AG Barr: Some COVID-19 Directives May Be Un-Constitutional
Attorney General William Barr is asking federal prosecutors to be “on the lookout” for COVID-19 directives that may violate Americans’ constitutional rights.
“If a state or local ordinance crosses the line from an appropriate exercise of authority to stop the spread of COVID-19 into an overbearing infringement of constitutional and statutory protections, the Department of Justice may have an obligation to address that overreach in federal court,” wrote Barr, directing DOJ prosecutors Eric Dreiband and Matthew Schneider to coordinate the effort.
Policies that were “unthinkable” one year ago have become “commonplace,” notes Barr. “We do not want to unduly interfere with the important efforts of state and local officials to protect the public, but the Constitution is not suspended in times of crisis.”

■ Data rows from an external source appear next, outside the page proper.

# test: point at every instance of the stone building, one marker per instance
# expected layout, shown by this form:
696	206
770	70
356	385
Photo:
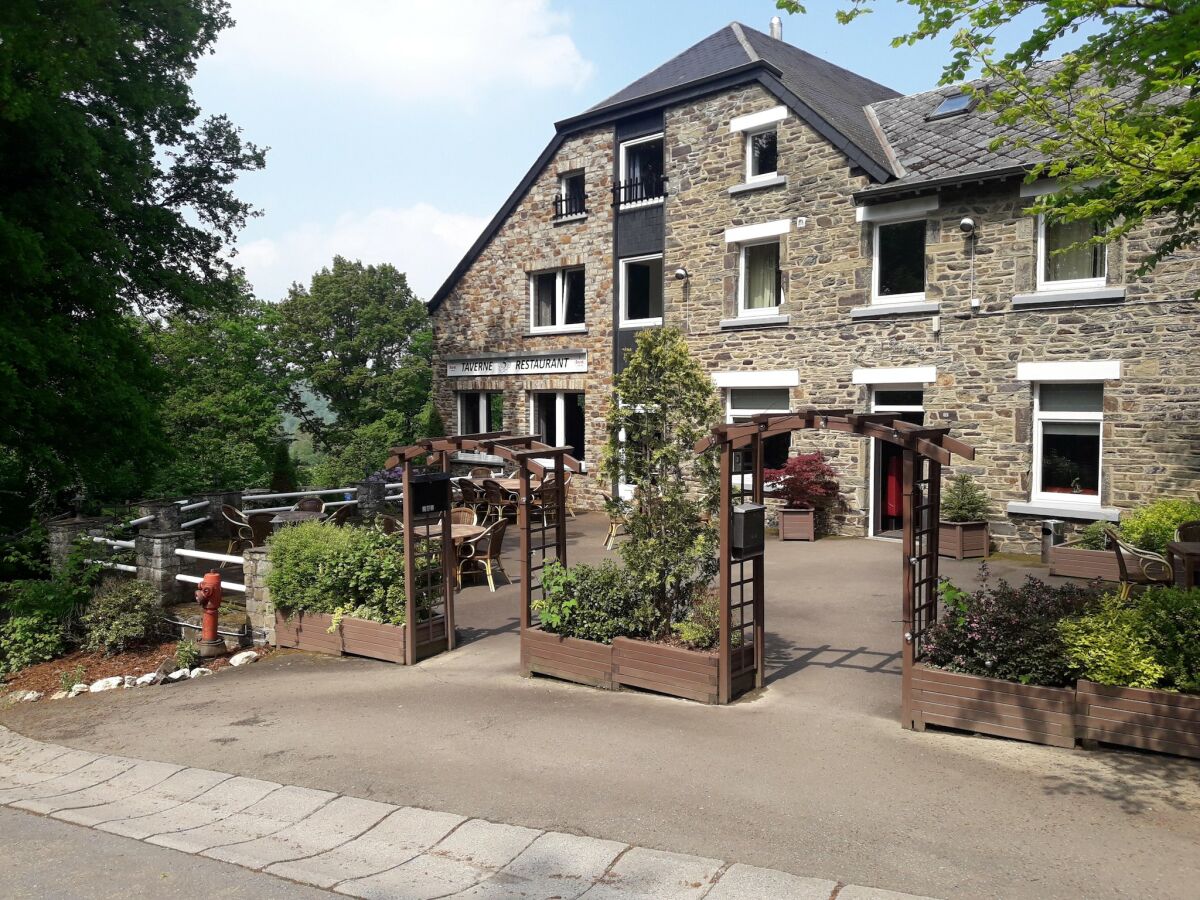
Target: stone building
825	241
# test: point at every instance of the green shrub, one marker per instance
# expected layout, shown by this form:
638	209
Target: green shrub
1092	537
964	501
28	640
318	567
1153	526
597	603
1109	646
123	615
1007	631
187	654
1171	625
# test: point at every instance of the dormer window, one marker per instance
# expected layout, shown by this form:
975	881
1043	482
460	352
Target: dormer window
570	202
641	173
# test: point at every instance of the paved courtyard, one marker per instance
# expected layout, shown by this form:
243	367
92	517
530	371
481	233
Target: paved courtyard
813	775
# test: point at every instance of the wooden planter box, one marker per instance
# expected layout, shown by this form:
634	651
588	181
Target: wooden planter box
963	540
1075	563
1137	717
989	706
797	525
676	671
358	637
567	658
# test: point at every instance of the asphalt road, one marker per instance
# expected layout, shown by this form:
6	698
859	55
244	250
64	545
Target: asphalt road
813	775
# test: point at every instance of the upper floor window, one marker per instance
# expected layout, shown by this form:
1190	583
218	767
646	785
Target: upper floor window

Barr’s concern is valid given government’s historic predisposition to take advantage of crises for their own benefit.
“In times of emergency…the temptation to violate individual rights is at its greatest, and the courts have often been called on to defend the vulnerable,” notes Harvard Law professor Glenn Cohen.

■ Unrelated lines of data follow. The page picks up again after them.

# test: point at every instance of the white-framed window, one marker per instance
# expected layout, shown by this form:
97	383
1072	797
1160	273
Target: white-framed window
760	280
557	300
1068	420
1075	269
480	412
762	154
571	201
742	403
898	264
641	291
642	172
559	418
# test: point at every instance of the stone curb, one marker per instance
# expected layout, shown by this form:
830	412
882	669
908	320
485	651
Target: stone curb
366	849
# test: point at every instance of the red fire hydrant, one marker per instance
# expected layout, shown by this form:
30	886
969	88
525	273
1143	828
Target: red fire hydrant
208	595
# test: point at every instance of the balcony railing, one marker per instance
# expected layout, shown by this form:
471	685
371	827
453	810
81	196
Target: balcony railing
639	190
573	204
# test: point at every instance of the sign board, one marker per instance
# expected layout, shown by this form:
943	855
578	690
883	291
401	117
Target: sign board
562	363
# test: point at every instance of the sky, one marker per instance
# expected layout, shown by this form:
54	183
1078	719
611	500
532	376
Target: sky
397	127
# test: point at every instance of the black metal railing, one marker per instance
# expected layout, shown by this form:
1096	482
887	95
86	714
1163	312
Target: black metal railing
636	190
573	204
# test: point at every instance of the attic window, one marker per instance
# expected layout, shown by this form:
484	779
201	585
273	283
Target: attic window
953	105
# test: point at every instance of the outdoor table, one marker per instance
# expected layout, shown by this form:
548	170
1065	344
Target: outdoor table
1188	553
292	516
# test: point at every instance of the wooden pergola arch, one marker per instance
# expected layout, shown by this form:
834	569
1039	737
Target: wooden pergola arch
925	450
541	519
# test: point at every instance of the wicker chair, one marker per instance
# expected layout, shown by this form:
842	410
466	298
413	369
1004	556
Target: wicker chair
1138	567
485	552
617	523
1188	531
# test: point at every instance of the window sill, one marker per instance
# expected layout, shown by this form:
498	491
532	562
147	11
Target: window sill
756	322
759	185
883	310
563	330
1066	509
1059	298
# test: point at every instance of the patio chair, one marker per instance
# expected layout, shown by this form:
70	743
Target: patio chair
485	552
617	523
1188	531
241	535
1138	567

Earlier this month, a federal judge in Kansas stymied an effort by Governor Laura Kelly (D) to block religious gatherings of more than 10 people. In Mississippi, local officials attempted to block Holy Week services from being broadcast via radio to congregants sitting in their cars.
“The idea that you have to stay in your house is disturbingly close to house arrest,” adds Barr. “I’m not saying that it wasn’t justified. I’m not saying in some places it might still be justified. But it’s very onerous, as is shutting down your livelihood.”
Author’s Note: Speaking of law-breaking COVID-19 restrictions, my gym initially told members it would require them to pay dues even while the facility is closed, before backtracking in fear of lawsuits.